Que dit Blériot lui même ?

"Mon réveil ce matin-là fut plutôt pénible, je ne sais pour quelle raison mon ami Alfred Leblanc, l'homme dévoué par excellence, m'avait réveillé à deux heures et demie mais j'avoue que je n'étais nullement disposé à partir, je voyais même les choses en noir et j'aurais été heureux d'entendre dire que le vent soufflait si fort qu'aucune tentative n'était possible.

Leblanc me remonta un peu et m'emporta dans son auto. J'étais sauvé. L'air vif qui me fouetta le visage me réveilla tout à fait. J'eus un peu de honte de mon mouvement de faiblesse. J'avais, cette fois, du courage pour deux.

Aux Baraques, Mamet et Colin, mes deux mécaniciens ont ouvert la tente et le monoplan sort de la cour de ferme. Malgré l'heure matinale le village est debout et, de minute en minute, des autos arrivent. Il y a bientôt quelques centaines de personnes. Cela me gêne un peu. J'aurais tant voulu être seul !
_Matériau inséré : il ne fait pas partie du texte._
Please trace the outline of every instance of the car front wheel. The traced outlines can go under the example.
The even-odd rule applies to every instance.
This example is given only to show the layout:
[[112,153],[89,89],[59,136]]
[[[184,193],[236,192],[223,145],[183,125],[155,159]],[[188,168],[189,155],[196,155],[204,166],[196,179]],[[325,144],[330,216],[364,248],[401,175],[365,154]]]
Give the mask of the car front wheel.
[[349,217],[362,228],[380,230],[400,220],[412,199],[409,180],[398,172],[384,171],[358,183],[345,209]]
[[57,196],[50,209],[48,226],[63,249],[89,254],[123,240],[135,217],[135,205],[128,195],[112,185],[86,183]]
Nous décidons, Leblanc et moi, qu'un essai préliminaire va avoir lieu. L'appareil s'élève aisément. La surcharge du cylindre d'air n'en diminue que faiblement la puissance. J'ai une hélice nouvelle qui tire à la perfection. Je reste une dizaine de minutes dans les airs, agréablement surpris de constater un petit vent frais qui vient de terre, un vent de marée qui me poussera vers la Manche.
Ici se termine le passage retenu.